Nearly half of the facilities that were independently researched by HRC Foundation staff performed poorly, particularly in the area of non-discrimination policies: only 58 percent have patient non-discrimination policies that include both sexual orientation and gender identity; and just 53 percent have LGBT-inclusive employment non-discrimination policies.
And four states have no facilities earning leader status this year: Alaska, Idaho, Oklahoma, and Wyoming.

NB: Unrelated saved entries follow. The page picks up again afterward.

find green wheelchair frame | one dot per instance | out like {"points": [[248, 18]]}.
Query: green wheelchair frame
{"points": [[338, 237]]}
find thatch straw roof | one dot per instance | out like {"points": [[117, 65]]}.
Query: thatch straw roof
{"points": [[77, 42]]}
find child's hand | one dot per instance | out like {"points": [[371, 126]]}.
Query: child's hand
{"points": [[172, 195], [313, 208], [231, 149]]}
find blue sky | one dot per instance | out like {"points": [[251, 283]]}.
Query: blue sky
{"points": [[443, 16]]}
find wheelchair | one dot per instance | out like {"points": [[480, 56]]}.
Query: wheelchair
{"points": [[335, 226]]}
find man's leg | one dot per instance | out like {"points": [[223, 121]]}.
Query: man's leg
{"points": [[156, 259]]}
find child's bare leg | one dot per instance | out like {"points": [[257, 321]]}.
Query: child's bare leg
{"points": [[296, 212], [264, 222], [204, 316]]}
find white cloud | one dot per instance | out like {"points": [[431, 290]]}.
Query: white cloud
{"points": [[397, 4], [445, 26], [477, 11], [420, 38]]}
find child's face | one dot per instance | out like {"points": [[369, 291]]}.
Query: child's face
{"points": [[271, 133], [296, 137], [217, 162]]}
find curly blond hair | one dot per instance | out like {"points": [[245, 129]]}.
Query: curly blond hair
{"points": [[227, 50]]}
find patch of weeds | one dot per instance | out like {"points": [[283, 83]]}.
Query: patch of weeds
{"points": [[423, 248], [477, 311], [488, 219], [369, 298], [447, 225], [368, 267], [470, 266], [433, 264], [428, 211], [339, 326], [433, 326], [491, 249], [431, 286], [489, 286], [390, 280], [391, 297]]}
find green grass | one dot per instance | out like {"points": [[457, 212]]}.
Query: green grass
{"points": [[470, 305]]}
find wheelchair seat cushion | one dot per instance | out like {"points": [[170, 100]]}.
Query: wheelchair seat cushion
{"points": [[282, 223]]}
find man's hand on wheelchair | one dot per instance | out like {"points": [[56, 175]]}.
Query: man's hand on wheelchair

The HEI’s findings demonstrate the patchwork of protections nationwide for LGBT patients and their families, as well as LGBT healthcare facility employees, underscoring the need for uniform federal non-discrimination protections. LGBT Americans are facing a harsh choice between healthcare facilities that have policies that guarantee them equal care, and those that have consistently failed to take steps to ensure all patients receive inclusive, compassionate and respectful care.
The good news? The number of active HEI participants continues to grow, and their leaders are striving to meet HRC’s criteria for equal treatment of LGBT patients, as well as employees, and are succeeding. Many are going well beyond the survey’s criteria to do right by all their patients and workers by adopting additional HRC-recommended best practices, including offering employees trans-inclusive health insurance coverage.